🤖 AI Summary
Large language models (LLMs) suffer from factual inaccuracies in radiological diagnosis due to outdated knowledge. To address this, we propose an end-to-end, real-time, radiology-specific RAG framework that dynamically crawls authoritative sources (e.g., Radiopaedia), integrates semantic retrieval with zero-shot prompt engineering, and supports plug-and-play integration of multiple LLMs (GPT, Mistral, Llama3). Our key contributions are: (1) overcoming static knowledge base limitations by enabling continuous, real-time clinical knowledge updating; and (2) the first systematic characterization of RAG’s performance gains across radiological subspecialties—revealing significant model heterogeneity, particularly in breast and emergency radiology. Evaluated on the RSNA case dataset and an expert-annotated question bank, our framework achieves up to 54% absolute improvement in diagnostic accuracy over non-RAG baselines, outperforming both non-augmented LLMs and human radiologists—most notably in breast and emergency imaging tasks.
📝 Abstract
Large language models (LLMs) often generate outdated or inaccurate information based on static training datasets. Retrieval augmented generation (RAG) mitigates this by integrating outside data sources. While previous RAG systems used pre-assembled, fixed databases with limited flexibility, we have developed Radiology RAG (RadioRAG), an end-to-end framework that retrieves data from authoritative radiologic online sources in real-time.

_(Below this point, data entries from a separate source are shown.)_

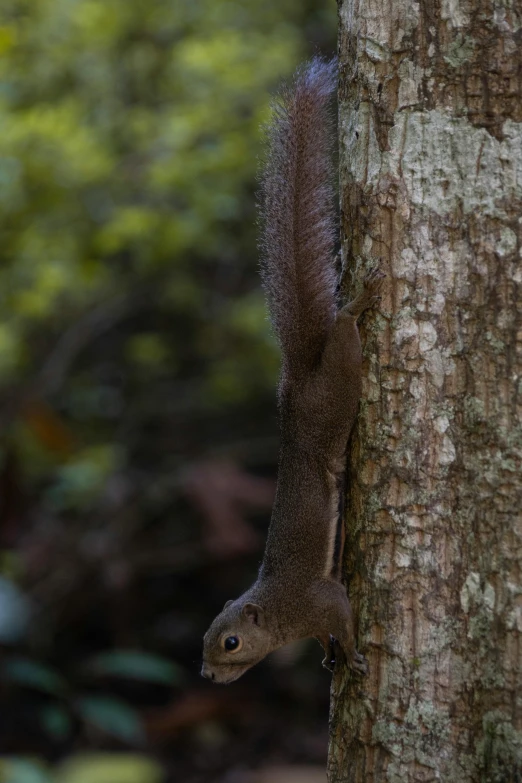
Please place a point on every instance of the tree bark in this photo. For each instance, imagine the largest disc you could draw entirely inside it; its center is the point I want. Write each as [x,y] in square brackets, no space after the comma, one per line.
[431,185]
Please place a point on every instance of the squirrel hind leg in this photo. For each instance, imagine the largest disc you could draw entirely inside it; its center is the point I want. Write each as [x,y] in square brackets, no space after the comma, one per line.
[327,642]
[370,294]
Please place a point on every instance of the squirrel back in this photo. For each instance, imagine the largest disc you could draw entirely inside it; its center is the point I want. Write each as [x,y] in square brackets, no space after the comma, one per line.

We evaluate the diagnostic accuracy of various LLMs when answering radiology-specific questions with and without access to additional online information via RAG. Using 80 questions from the RSNA Case Collection across radiologic subspecialties and 24 additional expert-curated questions with reference standard answers, LLMs (GPT-3.5-turbo, GPT-4, Mistral-7B, Mixtral-8x7B, and Llama3 [8B and 70B]) were prompted with and without RadioRAG in a zero-shot inference scenario RadioRAG retrieved context-specific information from www.radiopaedia.org in real-time. Accuracy was investigated. Statistical analyses were performed using bootstrapping. The results were further compared with human performance. RadioRAG improved diagnostic accuracy across most LLMs, with relative accuracy increases ranging up to 54% for different LLMs. It matched or exceeded non-RAG models and the human radiologist in question answering across radiologic subspecialties, particularly in breast imaging and emergency radiology. However, the degree of improvement varied among models; GPT-3.5-turbo and Mixtral-8x7B-instruct-v0.1 saw notable gains, while Mistral-7B-instruct-v0.2 showed no improvement, highlighting variability in RadioRAG's effectiveness. LLMs benefit when provided access to domain-specific data beyond their training data. For radiology, RadioRAG establishes a robust framework that substantially improves diagnostic accuracy and factuality in radiological question answering.